Le "Faites ce que je dis, mais ne faites pas ce que je fais" résume la position des Etats-Unis.
Hypocrisie, parti pris, imposition à Israël de plus grandes exigences, toutes ces explications sont plausibles. Mais deux autres semblent plus vraisemblables. Washington est divisé, comme le fait remarquer Rand Fishbein, dans la National Review: alors que les diplomates américains morigènent Israël pour les moyens qu'il utilise, les militaires américains approuvent ouvertement beaucoup d'entre eux.
Et puis, il y a la conception tacite qu'Israël est engagé dans un processus de paix, alors que les Etats-Unis font la guerre. Richard Boucher l'a laissé entendre en martelant sa condamnation des exécutions ciblées israéliennes: "Nous comprenons tous... la situation en ce qui concerne les problèmes israélo-palestiniens et les perspectives de paix, les perspectives de négociation et les perspectives de la nécessité de créer une atmosphère pour un progrès [des négociations]."
Traduction: Israël a déjà gagné sa guerre contre les Palestiniens en les obligeant à accepter son existence, aussi, une solution diplomatique est en bonne voie, et Jérusalem ne doit pas gâcher cette perspective.
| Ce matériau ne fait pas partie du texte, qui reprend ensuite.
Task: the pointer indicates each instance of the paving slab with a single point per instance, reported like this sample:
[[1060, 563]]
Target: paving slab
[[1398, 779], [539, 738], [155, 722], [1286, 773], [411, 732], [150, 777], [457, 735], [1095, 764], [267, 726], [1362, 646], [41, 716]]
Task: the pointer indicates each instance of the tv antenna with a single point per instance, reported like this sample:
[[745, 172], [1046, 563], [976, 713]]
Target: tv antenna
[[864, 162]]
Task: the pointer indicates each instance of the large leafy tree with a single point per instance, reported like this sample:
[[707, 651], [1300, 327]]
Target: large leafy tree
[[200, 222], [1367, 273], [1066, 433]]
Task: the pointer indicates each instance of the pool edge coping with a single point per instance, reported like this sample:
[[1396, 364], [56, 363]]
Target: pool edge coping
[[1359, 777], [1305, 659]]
En revanche, les Etats-Unis ont encore une guerre à gagner, ainsi ils peuvent et doivent vraiment utiliser la force.
Malheureusement, la décennie passée a montré que l'analyse de Boucher était erronée: les Palestiniens n'ont pas accepté l'existence d'Israël, comme l'établissent des preuves, qui vont des programmes de la télévision pour enfants aux prêches dans les mosquées. Les "perspectives de paix" de Boucher resteront éloignées tant que les Palestiniens ne changent pas d'avis - et la meilleure manière d'y parvenir, c'est de pardonner la légitime défense israélienne.